É bom falar sobre seus sentimentos com outras pessoas?

– Conversar muito com outras pessoas sobre a tristeza não ajuda a processá-la, mas sim a perpetuá-la. Isto pode ser um alívio no início, mas se essa pessoa explicar constantemente o quão triste ou zangada ela está, ela receberá uma resposta dos outros que de alguma forma retribuirá o que ela está tentando obter ao falar sobre isso. Quando isso é dito cinco ou seis vezes, o interlocutor fica incomodado, tenta tranquilizar com impaciência ou expressa mal-entendidos que aumentarão o desconforto do agressor.

– Talvez seja melhor escrever?

— Sim, a escrita terapêutica permite revelar tudo o que você tem dentro de si. E uma vez que você deixe para lá, a chave para ser eficaz é não folhear ou reler o que você escreveu.

—Outra emoção vivenciada durante o luto é a raiva…

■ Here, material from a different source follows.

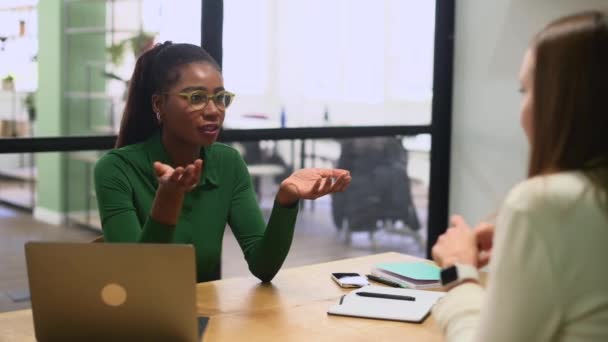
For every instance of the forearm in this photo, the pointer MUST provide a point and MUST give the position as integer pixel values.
(165, 212)
(458, 312)
(270, 252)
(167, 206)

— Sim, no livro eu comparo isso a uma tempestade. A raiva é sentida quando algo parece injusto ou quando uma pessoa se sente desvalorizada ou levada em consideração, ou mesmo quando há uma mudança indesejada de planos. Com a raiva podem acontecer duas coisas: ela explode contra os outros ou contra si mesmo. E se no caso da tristeza o principal é superá-la, então com a raiva devemos canalizá-la para que não nos domine e não nos cegue.

—Qual é o papel do medo?

— O medo nos faz querer evitar coisas que nos tiram da nossa zona de conforto e nos obrigam a mudar. Embora alguém possa querer mudanças, na verdade é assustador. De preferência um mal conhecido, porque é isso que a mente conhece, controla e tem em mãos. Mas para transformar o medo em coragem, você precisa encará-lo de frente. Qualquer coisa que você deixe de fazer por medo, mesmo que pareça um alívio, aumenta sua incapacidade de resistir a qualquer coisa. Além disso, em estudos relacionados à terapia estratégica de curto prazo, notou-se que verbalizar os medos muitas vezes não os reduz, mas sim os aumenta. Gosto de citar o psicoterapeuta Giorgio Nardone, que explica que falar constantemente sobre o medo é como fertilizar uma planta para fazê-la crescer mais.

— Quando é hora de despejar o lastro?

“Tem a ver com abandonar a culpa, o ressentimento, o ressentimento e todas aquelas emoções que nos mantêm presos ao que esgota a nossa energia. Às vezes, sentir-se culpado é uma forma de se tratar mal e de não se tratar com a gentileza que é tão necessária em momentos difíceis.

—O momento do farol mencionado em “The Light Within You” é aquela fase de luto em que você começa a ver a luz…

– Sim, e isso se faz sentir através daqueles procedimentos que nos trazem de volta à vida, nos fazem sentir úteis e nos ajudam a cuidar de nós mesmos. Mas o farol também são todas aquelas pessoas que salvam vidas, que nos apoiam sem julgar e que estão próximas incondicionalmente.

— Como parar de se culpar, julgar e criticar?

“Gostaria de ajudar os leitores a compreender a ideia de que quando você faz algo sem intenção de fazer errado, isso te liberta da culpa, porque é um erro, e não há nada mais humano do que um erro.” A primeira vez em qualquer coisa é apenas a primeira vez, e não se trata de fazer tudo perfeitamente, mas de se permitir cometer erros. Errar é tentar. E a vida é assim: tentar de novo e de novo.